Banyak kasus kenorakan dalam memahami Islam ini menjalar di kalangan pemuda yang sebagian besar tidak terdidik sejak kecil dalam keluarga dengan paham Islam yg kuat dab atau lembaga pendidikan Islam.
Kebanyakan generasi Islam norak ini lahir dari rahim sistim pendidikan umum, dimana studi keislaman yang minim didapatkan lewat kurikulum tambahan (ekstra kurikuler) kerohisan, unit kegiatan mahasiswa, atau sekedar kongkow di serambi masjid.
Islam yang sebelumnya ia kenal hanya kulitnya, kini dikenalkan kulit dalamnya lewat para guru pembimbing, murobi atau mentor yg juga sedang norak-noraknya menggurui dan bahkan pehamananya belum sampai menyentuh "tulang Islam".
Kenorakaan inilah, yang tanpa disadari menjadi salah satu faktor merdikalnya seseorang. Karena paham Islam yang disampaikan separuh, dangkal dan tidak komparatif. Meskipun saya tidak katakan ini akan sampai pada tahap ekstrimis.
Tapi jika dibiarkan, lambat laun kenorakan inilah yang menjadi bibit unggul tumbuhnya benih ekstrimisme Islam jika dipupuk dengan "NPK (istilah untuk pupuk tanaman) ekrimisme".
Dibanding terlalu cepat dipamerkan, berkoar kesana-kemari, saya kira baiknya simpan dan dalami pemahaman Islam yang baru dikenal itu.
Untuk apa buru-buru menghasudkan "satu ayat" yang bahkan ayat itu belum pernah dilihat dan dipahami, alias hanya modal dengar.

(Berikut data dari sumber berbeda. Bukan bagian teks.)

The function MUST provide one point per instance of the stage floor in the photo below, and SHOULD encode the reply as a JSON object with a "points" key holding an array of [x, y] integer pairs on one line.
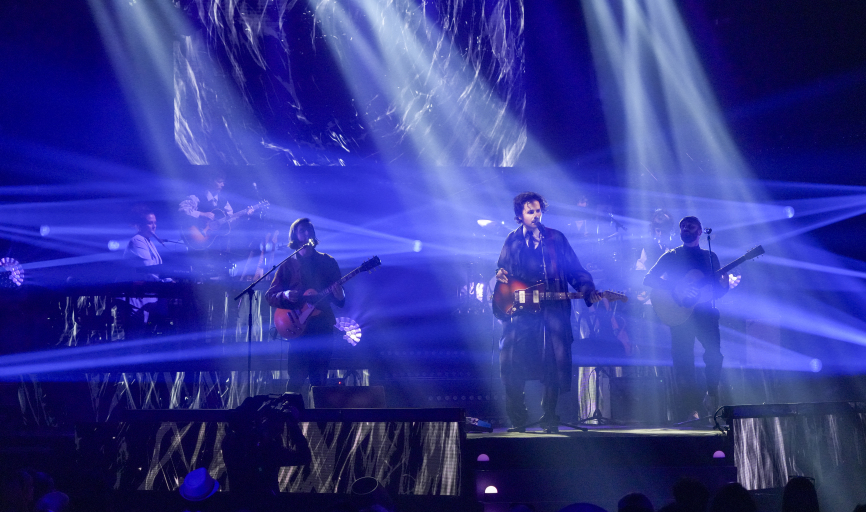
{"points": [[600, 465]]}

Berguru dengan tidak hanya pada satu guru, membaca dan memastikan dalil-dalil hukum Islam sendiri, berdiskusi dengan berbagai kalanga, membaca tafsir, memahami asababun nuzul dan asbabul wurud, dan membaca sejarah Islam.
Saya rasa yang demikian akan menjadikan seorang muslim lebih arif, komparatif dan komprehensif dalam memahami Islam.
Karena kenoraan dalam memahami Islam sungguh tidak tumbuh pada muslim yang selalu mau belajar.
Singkatnya, saya ingin katakan bahwa radiakalisme muncul karena kenorakan yang disebabkan karena kedangkalan pemahaman dan kemalasan.